Our robot Atlas carries the heavens upon his shoulders for eternity.
Image and Mask Example Images Generated
Image and Mask Example Images Generated
Finetuning
Testing Metrics

Inspiration

The ability to map the world with high precision and detail is critical for sectors like urban planning, environmental conservation, and disaster management. I was inspired to participate in the ML4Earth Hackathon to leverage cutting-edge foundation models for creating high-resolution maps from aerial imagery. The challenge of using AI to solve real-world problems motivated me to explore the full potential of these models.

What it does

The project focuses on creating high-resolution, detailed maps from aerial imagery. It accurately segments different land cover types such as buildings, roads, woodlands, and water bodies, providing valuable insights for urban development, environmental monitoring, and disaster relief efforts.

How we built it

We used the LandCoverAI dataset and built the model using torchgeo to load and process the data. The model is based on the Aerial_SwinB_SI architecture from the SatlasPretrain models, which we fine-tuned for segmentation tasks. To streamline the training process and handle large datasets efficiently, we implemented PyTorch Lightning for model training and added custom learning rate schedules to optimize different parts of the model, especially the pre-trained backbone.

Challenges we ran into

One major challenge was balancing accuracy and computational efficiency. Training foundation models on high-resolution aerial imagery datasets requires significant computational resources. Additionally, fine-tuning pre-trained models while gradually unfreezing layers to avoid overfitting was a complex task. Ensuring the final map outputs were accurate and scalable was another hurdle we had to overcome.

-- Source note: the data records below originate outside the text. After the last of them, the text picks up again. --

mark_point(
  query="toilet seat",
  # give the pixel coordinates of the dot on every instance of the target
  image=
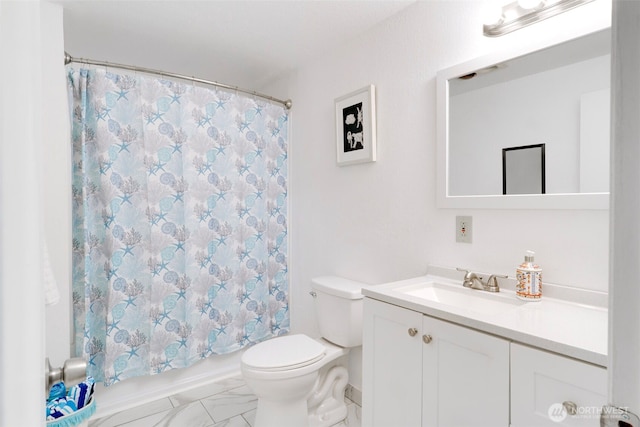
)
(284, 353)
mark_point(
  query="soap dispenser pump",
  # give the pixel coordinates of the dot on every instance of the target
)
(529, 278)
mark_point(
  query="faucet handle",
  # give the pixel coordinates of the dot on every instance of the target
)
(463, 269)
(492, 282)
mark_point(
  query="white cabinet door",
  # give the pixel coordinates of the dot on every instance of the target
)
(392, 360)
(465, 377)
(544, 385)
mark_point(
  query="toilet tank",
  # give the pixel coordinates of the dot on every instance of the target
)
(338, 303)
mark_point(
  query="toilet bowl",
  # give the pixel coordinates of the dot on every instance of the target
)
(300, 381)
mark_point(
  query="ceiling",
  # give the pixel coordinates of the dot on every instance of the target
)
(242, 43)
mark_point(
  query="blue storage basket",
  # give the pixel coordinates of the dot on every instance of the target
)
(75, 419)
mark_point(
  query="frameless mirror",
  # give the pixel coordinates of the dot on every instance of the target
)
(556, 98)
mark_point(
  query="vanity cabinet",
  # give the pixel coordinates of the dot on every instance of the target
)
(546, 388)
(421, 371)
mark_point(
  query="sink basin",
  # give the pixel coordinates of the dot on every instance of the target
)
(478, 301)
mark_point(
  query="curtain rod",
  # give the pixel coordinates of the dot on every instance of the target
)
(68, 59)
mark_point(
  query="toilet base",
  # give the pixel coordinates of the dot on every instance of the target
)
(326, 405)
(315, 398)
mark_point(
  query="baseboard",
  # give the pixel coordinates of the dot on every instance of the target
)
(353, 394)
(137, 391)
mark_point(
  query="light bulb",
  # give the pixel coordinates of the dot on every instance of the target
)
(529, 4)
(492, 13)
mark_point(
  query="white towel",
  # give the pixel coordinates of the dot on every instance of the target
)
(51, 294)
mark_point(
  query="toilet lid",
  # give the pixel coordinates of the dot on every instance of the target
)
(282, 353)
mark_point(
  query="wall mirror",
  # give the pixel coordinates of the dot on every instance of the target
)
(555, 95)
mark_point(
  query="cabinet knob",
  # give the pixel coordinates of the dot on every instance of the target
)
(570, 407)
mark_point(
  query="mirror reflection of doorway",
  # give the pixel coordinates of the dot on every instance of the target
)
(523, 170)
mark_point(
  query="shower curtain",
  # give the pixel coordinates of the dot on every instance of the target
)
(179, 222)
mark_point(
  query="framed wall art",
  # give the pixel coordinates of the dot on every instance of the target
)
(523, 170)
(356, 127)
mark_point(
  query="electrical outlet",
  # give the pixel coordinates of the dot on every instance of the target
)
(463, 229)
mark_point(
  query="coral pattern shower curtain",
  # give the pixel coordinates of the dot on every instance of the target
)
(179, 222)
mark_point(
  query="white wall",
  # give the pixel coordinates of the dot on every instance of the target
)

Accomplishments that we're proud of

We are proud of successfully adapting a pre-trained model to produce accurate high-resolution maps with a focus on real-world applications. The model demonstrated strong performance in segmenting different land types and handling large-scale datasets efficiently. The layered learning rate schedule we implemented also helped in fine-tuning the model without compromising performance.

What we learned

Through this project, we deepened our understanding of foundation models and their application to earth observation tasks. We also gained hands-on experience in fine-tuning models, optimizing for computational efficiency, and integrating different machine learning tools like torchgeo and SatlasPretrain. Additionally, managing large datasets and making the model scalable for real-world applications was an invaluable learning experience.

What's next for Atlosphere

The next step for Atlosphere is to scale the solution to cover larger areas with higher efficiency. We plan to further fine-tune the model to handle more complex environments and land types. Additionally, we aim to integrate the model into real-world applications, focusing on urban development, environmental protection, and disaster relief. Collaboration with local governments and organizations could help deploy this tool for maximum impact.